Man of Steel posterThe new “Superman” movie is getting some mixed reviews, but here’s the real deal on the Man of Steel: It’s definitely worth seeing – just keep your expectations in check and don’t over-think it. It’s not a perfect movie. It’s probably not the best action-hero movie you’ll see this year. But it is an interesting and entertaining re-imagining of the Superman mythology. He’s still the guy who can leap tall buildings in a single bound (once he realizes he can fly) and fight the good fight for truth, justice and the American/Earthly way. He just goes at it from a slightly different angle.
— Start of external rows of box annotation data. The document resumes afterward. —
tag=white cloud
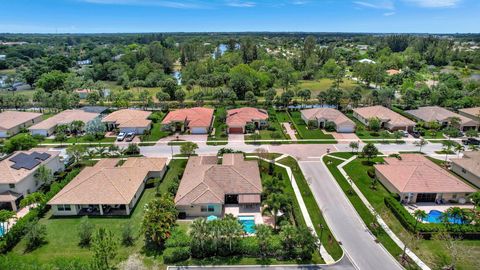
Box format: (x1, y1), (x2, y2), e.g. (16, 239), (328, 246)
(404, 0), (461, 8)
(353, 0), (395, 10)
(225, 0), (257, 8)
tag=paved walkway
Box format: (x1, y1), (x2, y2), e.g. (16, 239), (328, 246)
(248, 156), (335, 264)
(337, 156), (430, 270)
(282, 123), (297, 141)
(299, 161), (402, 270)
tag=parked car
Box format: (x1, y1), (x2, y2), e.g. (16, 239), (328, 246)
(462, 138), (480, 145)
(117, 132), (127, 142)
(125, 132), (135, 142)
(412, 131), (421, 139)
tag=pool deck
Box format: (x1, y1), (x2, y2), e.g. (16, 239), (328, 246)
(404, 203), (474, 214)
(223, 204), (270, 224)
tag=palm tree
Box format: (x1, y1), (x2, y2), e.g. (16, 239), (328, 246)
(263, 193), (288, 230)
(455, 144), (465, 158)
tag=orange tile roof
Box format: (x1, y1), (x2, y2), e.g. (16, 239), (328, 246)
(102, 109), (152, 128)
(375, 154), (475, 193)
(162, 107), (214, 128)
(227, 107), (268, 126)
(48, 157), (167, 205)
(353, 105), (415, 127)
(175, 154), (262, 205)
(0, 111), (42, 130)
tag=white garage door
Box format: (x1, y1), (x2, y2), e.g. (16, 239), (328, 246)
(190, 127), (207, 134)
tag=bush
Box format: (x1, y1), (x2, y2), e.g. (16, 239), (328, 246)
(163, 247), (190, 264)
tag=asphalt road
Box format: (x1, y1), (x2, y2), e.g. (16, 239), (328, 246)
(299, 161), (402, 270)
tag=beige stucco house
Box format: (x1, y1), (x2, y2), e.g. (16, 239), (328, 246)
(450, 151), (480, 188)
(48, 157), (167, 216)
(374, 154), (476, 203)
(175, 154), (262, 217)
(0, 148), (64, 211)
(0, 111), (42, 138)
(406, 106), (479, 131)
(301, 108), (355, 133)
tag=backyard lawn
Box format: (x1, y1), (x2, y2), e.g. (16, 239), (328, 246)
(7, 160), (188, 264)
(207, 107), (228, 145)
(289, 111), (335, 143)
(337, 153), (480, 269)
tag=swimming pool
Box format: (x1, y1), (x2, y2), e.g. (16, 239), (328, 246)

I’m a pretty big fan of all the guys who’ve braved the tights– from George Reeves to Christopher Reeve to Dean Cain to Brandon Routh. But this new Man of Steel (Henry Cavill) is not only hot in his more subdued-hued outfit, he’s also accessible in a way that his predecessors were not. This is a Superman for our times, a man destined to embody the best of two worlds – his native Krypton, and Earth by way of Kansas. He’s a charming, attractive and lonely guy, blessed and burdened with the potential to save humankind. And as you’ve probably seen from the trailers by now, that ‘S’ isn’t a letter – it’s a Kryptonian symbol that stands for ‘hope’. Cue the collective ‘awwwwwww’. Cavill as Superman

Man of Steel has a lot to juggle as a reboot, so a few balls do drop in the process. The geography is a bit hard to follow as Clark/Kal-El/Superman bounces around from Alaska to Metropolis to Smallville to Space to who-knows-where. Time bounces around a bit too – shifting from Krypton in its final hours to present-day Earth, with flashbacks of a young and conflicted Clark Kent, forced to hide his special abilities in front of all but his loving and protective adopted parents Martha and Jonathan (Diane Lane and Kevin Costner). And, a note of caution to the faint of heart: the scope of destruction is a bit extreme. But thankfully the battles, while intense and overly-long, are virtually bloodless (PG-13).

On the plus side, the movie is very well cast. Russell Crowe (who looked and sounded so uncomfortable in Les Miz) is back in his comfort zone as Kal-El’s father, Jor-El. Amy Adams, who sometimes annoys me, actually makes a fine Lois Lane. And Michael Shannon is sufficiently menacing as the Kryptonian villain, General Zod.

The best way to enjoy Man of Steel is to clear your mind of previous incarnations of the Superman characters and embrace a version that feels more like Dark Knight meets Star Trek. It does feature the occasional nod to familiar aspects of the iconic backstory. But make no mistake – this is not your father’s Superman.

Bottom line: A solid cast, powerful score, and decent-enough story make one thing virtually certain: we haven’t seen the last of Henry Cavill as the Man of Steel. And that’s okay by me.